Today more than ever, organizations are actively seeking ways to manage their data more effectively. Ten years ago, as MS product manager at ACD/labs, my colleagues and I would often go into a customer/prospect meeting and talk about databasing and managing knowledge and while the customer would theoretically buy into the idea, few were willing to go through the pain of organizing data, tweaking workflows, and changing daily routines to realize the benefits. This is an important thing to keep in mind—rewards of effectively managed, accessible data can be immediate and may continue into the future. Much work has to be done to get there. I have lost count of the number of conversations I’ve had recently with folks actively seeking data management tools. It seems to have taken a long time for analytical data to be recognized as an essential source of decisions that requires structured management. As I mentioned before, the variety and volume of analytical data makes it a special challenge.
One example of the contribution of R&D organizations, in this case particularly Pharma, is the formation of the Allotrope Foundation. The Allotrope Foundation is an international association of pharmaceutical and biotech companies dedicated to building a multi-part data and software architecture to improve the handling of laboratory data. Though ACD/Labs developing informatics solutions enables the management of data from a variety of sources, the Foundation is empowering a broader standardization of analytical data ontologies and our partnership embodies our commitment to continuously improving our products to meet the challenges of chemical and pharmaceutical R&D today. I would be surprised if the efforts of the industry consortium working together didn’t help identify additional possibilities for a future ecosystem of improved analytical data standards, and we’re pleased to be members of this community for years to come.

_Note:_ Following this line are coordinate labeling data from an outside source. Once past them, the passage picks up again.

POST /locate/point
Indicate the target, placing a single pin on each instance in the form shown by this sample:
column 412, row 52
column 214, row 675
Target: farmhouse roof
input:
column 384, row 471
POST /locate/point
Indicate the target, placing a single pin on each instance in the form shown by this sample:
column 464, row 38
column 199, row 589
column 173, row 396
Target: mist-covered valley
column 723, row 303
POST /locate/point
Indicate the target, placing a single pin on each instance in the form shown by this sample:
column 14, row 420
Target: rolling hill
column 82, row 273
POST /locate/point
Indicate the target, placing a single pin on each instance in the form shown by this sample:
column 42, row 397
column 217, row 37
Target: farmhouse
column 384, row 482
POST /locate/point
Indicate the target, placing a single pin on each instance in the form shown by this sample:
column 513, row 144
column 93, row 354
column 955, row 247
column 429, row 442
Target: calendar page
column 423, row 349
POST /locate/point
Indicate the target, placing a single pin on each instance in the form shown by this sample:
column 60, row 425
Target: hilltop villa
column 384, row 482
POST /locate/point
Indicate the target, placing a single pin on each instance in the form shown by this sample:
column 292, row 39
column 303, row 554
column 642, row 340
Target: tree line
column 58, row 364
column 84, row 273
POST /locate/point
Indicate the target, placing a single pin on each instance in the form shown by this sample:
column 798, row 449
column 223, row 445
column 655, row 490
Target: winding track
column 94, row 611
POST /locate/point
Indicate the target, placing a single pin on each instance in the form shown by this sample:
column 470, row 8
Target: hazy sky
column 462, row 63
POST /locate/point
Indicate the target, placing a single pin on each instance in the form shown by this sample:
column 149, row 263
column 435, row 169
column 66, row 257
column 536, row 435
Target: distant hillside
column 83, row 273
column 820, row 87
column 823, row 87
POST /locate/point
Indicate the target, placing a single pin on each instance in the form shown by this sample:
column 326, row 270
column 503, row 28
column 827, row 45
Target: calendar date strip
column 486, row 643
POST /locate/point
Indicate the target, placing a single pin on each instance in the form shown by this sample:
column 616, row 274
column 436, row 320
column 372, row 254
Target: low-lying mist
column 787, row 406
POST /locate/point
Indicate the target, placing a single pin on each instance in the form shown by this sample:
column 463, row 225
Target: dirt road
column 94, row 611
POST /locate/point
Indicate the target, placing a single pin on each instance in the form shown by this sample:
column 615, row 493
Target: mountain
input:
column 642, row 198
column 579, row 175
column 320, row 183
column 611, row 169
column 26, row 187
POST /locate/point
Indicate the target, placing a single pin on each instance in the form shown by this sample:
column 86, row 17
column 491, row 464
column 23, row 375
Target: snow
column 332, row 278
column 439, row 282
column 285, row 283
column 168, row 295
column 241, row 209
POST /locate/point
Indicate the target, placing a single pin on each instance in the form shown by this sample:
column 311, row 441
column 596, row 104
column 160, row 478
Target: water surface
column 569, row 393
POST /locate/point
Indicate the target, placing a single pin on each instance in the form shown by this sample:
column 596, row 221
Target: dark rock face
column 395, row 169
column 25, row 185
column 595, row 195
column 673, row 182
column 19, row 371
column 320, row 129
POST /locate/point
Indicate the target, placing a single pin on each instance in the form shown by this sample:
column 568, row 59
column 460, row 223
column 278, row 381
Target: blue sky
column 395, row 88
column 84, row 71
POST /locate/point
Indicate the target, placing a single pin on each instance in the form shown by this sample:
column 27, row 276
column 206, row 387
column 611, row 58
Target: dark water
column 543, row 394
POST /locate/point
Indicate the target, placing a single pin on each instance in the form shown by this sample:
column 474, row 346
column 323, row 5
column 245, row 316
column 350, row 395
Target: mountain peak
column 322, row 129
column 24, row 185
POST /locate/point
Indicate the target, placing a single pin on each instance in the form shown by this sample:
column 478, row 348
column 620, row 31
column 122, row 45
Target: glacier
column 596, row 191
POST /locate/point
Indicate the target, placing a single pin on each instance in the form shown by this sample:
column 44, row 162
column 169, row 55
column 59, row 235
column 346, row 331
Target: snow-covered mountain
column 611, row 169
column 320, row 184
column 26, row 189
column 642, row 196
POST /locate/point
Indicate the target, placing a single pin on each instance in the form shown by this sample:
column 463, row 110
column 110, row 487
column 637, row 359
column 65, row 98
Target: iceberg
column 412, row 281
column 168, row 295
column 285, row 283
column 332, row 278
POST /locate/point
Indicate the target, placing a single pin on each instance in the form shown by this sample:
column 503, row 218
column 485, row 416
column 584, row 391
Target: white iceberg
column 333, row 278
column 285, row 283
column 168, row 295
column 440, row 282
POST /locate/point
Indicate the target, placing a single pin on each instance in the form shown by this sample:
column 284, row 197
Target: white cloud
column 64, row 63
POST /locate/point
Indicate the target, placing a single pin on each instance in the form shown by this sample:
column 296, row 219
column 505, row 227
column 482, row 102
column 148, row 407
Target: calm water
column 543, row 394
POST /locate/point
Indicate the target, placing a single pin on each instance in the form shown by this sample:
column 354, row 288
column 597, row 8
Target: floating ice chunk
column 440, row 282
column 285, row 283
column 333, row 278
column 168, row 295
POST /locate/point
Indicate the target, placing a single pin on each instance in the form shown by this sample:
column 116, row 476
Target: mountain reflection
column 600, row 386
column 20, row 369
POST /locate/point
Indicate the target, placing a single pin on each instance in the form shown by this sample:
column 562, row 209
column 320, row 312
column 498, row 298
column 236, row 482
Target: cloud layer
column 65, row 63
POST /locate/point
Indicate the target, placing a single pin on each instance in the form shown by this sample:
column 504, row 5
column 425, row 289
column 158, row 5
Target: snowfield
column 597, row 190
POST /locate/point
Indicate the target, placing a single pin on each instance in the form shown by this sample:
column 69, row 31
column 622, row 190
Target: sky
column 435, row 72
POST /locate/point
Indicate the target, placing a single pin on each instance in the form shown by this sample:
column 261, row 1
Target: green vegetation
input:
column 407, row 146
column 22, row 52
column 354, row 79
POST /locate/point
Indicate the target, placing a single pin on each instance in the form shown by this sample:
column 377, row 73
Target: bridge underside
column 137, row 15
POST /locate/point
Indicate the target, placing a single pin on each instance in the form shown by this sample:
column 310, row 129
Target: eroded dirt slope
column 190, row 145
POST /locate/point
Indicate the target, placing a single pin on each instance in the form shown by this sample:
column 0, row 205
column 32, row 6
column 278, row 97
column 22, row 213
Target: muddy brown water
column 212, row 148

How is ACD/Labs contributing to this conversation? How is ACD/Labs helping customers?
The one-and-done data life cycle, where data is captured and frozen in a variety of different formats is a major inefficiency plaguing the analytical chemistry industry. Data is difficult to search and retrieve, nearly impossible to manipulate and reanalyze, and significantly increases the cost and time of chemical R&D. For the past 20 years, ACD/Labs has developed a vendor agnostic platform that enables the management of analytical data coming from a variety of proprietary and open data formats. We’re equipping users with an effective system to process and interpret data to increase knowledge and reduce risk, ultimately fulfilling the widespread industry need for the efficient delivery of data throughout the organization.